While in His fit of boredom Pops started going through all His accomplishment in the past 2000 years. It was kind of like a mid-life crisis only there was no mid-life aspect involved. He decided to validate His accomplishments by comparing His followers’ accomplishments and praise to Him against the accomplishments and praise of the followers of rival gods. He put on a disguise and started roaming the Earth in regions that were not assigned to His followers. Most places had a lot of good things to say about their deity, and held them in a level or respect and adoration. He also learned that usually when the people started to slide in their devotion to their god, some sort of event would occur to help remind the people that their god watches over them and expects love and devotion in any reference to him. Pops found all of this very enlightening and eventually headed back to His own land to compare His success verses the other gods.

It was sheer dumb luck that Pop’s decided to visit Sodom and Gomorrah first. It was a border city and was the closest city in His land from where He was walking from. Because Sodom and Gomorrah was a border city it was a melting pot of different beliefs and cultures. The city had adapted and learned to cater to all types of people, while keeping its provincial treatment of others to a bare minimum. It also happened to be dumb luck that I was hanging out in town at one of the taverns when the old codger came into town.

As Pops started talking to “His people” no one seemed to have heard of the god He was asking questions about. This didn’t help the accomplishment crisis Pops was experiencing. So He became a little more intense about His questioning. My guess is that He completely forgot He was in disguise. As Pops was questioning people about their faith, He was told over and over again that what He was doing was not socially acceptable and considered to be quite rude, unless, of course, He was in the “religious chat section” of town. Pops, being proud by social status, refused to follow any of man’s social rules and laughed at these people for telling Him that He was being rude. He was God, therefore it was impossible for Him to be rude. Pops started to stick out because of this. The people of the city had put the word out on Pops and people began going out of their way to treat Him rather poorly.

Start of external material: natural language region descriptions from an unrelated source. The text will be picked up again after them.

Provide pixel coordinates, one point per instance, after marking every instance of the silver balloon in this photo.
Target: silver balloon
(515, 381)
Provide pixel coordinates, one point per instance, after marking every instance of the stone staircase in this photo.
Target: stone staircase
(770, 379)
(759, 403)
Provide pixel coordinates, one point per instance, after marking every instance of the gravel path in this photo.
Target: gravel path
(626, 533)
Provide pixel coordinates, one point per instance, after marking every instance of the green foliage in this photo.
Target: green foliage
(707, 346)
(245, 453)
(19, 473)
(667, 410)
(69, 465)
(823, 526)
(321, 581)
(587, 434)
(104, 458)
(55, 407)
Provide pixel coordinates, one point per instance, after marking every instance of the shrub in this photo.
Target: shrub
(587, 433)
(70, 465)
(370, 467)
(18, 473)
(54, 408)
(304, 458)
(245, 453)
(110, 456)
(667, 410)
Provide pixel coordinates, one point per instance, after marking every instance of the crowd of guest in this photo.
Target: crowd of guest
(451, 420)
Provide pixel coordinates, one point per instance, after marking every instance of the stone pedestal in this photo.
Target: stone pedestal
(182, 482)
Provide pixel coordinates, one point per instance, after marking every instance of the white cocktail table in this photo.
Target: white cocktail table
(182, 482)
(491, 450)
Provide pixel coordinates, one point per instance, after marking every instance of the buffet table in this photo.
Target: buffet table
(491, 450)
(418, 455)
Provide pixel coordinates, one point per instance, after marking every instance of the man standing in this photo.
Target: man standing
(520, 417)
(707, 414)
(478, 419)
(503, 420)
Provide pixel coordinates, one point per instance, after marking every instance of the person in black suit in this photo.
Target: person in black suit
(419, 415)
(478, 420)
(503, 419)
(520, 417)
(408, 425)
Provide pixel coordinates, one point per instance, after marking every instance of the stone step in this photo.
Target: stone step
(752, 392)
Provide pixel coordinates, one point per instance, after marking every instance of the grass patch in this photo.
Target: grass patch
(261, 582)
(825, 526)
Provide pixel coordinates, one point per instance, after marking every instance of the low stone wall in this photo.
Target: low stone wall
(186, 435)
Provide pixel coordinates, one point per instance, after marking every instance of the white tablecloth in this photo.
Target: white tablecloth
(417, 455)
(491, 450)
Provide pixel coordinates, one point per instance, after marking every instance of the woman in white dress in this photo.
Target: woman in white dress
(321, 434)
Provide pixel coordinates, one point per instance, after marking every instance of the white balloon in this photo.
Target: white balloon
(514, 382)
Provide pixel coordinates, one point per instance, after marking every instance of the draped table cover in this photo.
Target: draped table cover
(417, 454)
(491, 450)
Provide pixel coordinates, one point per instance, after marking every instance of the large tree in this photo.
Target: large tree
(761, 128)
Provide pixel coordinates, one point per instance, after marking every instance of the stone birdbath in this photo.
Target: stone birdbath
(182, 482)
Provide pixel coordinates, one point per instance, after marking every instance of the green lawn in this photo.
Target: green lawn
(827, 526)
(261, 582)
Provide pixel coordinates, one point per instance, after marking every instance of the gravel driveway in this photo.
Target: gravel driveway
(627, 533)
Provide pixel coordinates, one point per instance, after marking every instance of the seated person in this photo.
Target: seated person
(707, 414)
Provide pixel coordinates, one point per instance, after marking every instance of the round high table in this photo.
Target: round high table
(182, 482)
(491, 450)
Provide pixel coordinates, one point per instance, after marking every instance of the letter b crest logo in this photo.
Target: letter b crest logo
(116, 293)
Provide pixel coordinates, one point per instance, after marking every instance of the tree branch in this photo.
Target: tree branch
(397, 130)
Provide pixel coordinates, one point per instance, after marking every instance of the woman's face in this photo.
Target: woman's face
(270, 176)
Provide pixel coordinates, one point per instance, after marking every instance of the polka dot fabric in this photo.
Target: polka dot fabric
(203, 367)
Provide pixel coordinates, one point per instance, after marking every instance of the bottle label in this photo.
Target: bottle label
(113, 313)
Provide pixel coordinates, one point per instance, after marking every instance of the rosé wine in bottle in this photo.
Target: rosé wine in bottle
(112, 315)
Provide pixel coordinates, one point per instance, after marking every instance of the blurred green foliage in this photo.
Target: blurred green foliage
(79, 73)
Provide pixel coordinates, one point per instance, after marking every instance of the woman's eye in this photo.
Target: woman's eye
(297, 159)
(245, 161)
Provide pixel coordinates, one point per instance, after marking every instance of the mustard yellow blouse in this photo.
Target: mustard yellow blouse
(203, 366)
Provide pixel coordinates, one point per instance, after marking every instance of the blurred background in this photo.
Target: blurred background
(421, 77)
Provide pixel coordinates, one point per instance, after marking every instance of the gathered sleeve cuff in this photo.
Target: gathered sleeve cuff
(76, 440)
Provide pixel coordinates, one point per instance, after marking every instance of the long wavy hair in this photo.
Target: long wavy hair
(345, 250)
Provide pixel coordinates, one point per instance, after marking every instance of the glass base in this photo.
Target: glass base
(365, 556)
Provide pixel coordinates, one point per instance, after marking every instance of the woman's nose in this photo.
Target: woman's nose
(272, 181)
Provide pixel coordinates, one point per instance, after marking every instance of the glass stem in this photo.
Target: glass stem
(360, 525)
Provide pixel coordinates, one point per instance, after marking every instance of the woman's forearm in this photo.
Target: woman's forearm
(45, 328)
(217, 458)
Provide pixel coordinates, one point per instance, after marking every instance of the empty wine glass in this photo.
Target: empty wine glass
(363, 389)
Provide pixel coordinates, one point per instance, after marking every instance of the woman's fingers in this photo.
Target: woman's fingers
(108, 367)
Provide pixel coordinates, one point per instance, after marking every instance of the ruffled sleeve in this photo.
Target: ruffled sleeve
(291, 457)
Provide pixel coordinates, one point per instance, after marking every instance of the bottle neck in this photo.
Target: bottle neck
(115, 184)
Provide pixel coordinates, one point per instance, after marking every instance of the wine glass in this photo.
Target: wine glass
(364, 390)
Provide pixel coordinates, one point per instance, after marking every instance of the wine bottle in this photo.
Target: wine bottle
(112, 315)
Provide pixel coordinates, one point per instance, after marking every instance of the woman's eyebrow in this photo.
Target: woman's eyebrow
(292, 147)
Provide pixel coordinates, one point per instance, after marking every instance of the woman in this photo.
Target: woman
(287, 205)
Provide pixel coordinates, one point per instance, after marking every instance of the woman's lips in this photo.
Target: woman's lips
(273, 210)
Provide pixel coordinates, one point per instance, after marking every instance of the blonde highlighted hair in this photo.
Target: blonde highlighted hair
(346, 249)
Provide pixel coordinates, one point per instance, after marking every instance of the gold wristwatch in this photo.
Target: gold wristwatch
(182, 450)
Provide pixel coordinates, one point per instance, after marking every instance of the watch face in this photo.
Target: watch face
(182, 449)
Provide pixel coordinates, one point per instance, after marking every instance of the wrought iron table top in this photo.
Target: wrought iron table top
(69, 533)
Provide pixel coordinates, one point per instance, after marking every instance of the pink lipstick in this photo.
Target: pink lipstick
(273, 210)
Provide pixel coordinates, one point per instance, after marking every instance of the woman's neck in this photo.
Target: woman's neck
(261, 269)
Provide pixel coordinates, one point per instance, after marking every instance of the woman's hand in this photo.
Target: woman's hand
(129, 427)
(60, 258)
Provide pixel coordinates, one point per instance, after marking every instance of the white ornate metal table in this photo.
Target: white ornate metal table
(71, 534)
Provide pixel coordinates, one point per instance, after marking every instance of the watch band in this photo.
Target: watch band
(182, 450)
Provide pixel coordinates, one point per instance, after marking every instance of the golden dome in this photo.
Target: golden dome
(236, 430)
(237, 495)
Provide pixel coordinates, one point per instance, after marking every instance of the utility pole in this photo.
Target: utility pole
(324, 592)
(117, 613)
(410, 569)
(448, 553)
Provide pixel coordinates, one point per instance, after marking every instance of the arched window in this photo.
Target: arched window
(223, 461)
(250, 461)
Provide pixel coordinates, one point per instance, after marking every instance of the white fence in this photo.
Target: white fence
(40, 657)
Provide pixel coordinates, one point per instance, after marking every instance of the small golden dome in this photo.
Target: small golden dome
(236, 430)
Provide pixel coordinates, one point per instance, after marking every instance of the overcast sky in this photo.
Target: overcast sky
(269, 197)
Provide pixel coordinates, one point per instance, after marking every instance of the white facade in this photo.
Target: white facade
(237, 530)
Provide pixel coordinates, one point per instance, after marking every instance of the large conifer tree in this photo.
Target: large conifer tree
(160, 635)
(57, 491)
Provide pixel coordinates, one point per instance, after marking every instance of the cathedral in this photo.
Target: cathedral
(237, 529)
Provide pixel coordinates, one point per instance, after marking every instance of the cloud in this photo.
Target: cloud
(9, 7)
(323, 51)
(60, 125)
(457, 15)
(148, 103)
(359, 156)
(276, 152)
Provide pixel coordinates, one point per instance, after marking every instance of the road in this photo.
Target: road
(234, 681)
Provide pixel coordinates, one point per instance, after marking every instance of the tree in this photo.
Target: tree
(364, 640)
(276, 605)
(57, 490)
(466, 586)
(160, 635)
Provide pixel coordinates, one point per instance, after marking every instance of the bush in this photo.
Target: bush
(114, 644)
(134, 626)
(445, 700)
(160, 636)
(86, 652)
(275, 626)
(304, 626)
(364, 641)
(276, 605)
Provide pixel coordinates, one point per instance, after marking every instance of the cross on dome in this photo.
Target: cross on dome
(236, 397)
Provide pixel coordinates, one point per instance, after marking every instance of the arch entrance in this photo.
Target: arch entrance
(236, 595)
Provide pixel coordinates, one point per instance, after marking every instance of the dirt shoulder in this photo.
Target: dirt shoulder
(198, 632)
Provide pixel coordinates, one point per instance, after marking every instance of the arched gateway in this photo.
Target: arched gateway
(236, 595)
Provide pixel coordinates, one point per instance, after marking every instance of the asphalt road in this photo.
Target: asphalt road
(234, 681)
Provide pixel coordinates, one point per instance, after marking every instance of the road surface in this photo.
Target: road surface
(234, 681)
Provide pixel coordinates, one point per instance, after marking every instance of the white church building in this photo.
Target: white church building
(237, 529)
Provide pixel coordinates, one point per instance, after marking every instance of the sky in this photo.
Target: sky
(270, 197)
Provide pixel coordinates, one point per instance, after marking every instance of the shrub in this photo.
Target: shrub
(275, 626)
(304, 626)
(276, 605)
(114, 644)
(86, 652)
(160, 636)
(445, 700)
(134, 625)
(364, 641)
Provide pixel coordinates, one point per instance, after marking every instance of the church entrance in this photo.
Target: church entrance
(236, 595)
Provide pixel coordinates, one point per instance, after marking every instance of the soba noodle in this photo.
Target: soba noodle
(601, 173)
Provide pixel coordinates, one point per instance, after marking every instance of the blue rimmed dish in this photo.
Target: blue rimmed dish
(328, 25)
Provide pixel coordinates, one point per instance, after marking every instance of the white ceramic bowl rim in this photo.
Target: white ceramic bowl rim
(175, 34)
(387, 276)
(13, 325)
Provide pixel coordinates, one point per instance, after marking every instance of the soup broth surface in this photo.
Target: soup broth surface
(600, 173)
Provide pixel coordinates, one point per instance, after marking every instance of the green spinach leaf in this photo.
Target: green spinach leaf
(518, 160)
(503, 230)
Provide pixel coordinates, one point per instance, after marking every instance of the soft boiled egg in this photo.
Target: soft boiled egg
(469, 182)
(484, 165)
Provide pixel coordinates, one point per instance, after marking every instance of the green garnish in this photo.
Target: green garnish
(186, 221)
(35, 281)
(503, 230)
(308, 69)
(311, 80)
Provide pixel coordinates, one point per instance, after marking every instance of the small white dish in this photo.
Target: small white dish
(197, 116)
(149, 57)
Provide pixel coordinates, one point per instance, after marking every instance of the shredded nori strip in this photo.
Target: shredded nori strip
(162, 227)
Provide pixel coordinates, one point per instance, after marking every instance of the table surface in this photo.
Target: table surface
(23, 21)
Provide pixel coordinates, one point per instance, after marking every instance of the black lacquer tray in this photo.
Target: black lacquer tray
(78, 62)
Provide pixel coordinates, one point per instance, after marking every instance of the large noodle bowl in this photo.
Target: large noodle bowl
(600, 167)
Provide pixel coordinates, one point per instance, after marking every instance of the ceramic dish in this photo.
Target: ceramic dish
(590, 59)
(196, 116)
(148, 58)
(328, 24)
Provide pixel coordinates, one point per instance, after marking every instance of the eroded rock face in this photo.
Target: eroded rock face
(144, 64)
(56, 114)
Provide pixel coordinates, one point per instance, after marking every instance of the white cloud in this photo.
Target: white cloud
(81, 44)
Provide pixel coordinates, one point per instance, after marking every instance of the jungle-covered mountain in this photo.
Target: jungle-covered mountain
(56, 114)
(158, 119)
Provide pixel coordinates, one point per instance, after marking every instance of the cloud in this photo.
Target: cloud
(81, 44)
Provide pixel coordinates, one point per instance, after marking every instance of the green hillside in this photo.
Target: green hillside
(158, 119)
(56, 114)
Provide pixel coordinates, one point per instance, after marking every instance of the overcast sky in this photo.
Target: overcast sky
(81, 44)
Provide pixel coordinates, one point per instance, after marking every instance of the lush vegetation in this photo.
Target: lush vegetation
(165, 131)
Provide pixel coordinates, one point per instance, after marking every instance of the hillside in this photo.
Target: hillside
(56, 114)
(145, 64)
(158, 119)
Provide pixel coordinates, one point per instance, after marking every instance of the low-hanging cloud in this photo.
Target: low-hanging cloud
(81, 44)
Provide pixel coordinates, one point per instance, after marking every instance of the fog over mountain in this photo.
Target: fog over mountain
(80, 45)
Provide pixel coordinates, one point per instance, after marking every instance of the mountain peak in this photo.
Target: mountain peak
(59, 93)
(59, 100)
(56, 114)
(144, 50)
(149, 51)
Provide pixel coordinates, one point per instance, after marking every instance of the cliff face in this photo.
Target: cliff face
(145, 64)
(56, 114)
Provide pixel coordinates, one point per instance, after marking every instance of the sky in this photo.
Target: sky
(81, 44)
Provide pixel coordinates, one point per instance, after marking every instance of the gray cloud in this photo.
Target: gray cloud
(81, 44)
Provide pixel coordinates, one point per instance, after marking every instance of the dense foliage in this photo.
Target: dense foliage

This poor treatment started to get on Pops nerves. He had decided to take a break, get some lunch and then leave town to find a different town to see if it was a worthless as Sodom and Gomorrah. All I can say about what happened next is that Loki, you’re a bastard! Out of all the pubs Pops could have entered throughout all of Sodom and Gomorrah get a Ham on rye and then go on His way, He just so happened to walk into the bar I standing in laughing and happy and telling jokes to the patrons. Pops saw me being welcomed and accepted by “His people” in His city and He was being shunned. The bloke just sort of snapped. The role reversal was not something he would not tolerate. He left the Earth and headed back to the office in a sound of a thunderclap. He was pissed, and not in the good way. He had made up His mind to do some rezoning via His patented sulfur and brimstone form of construction.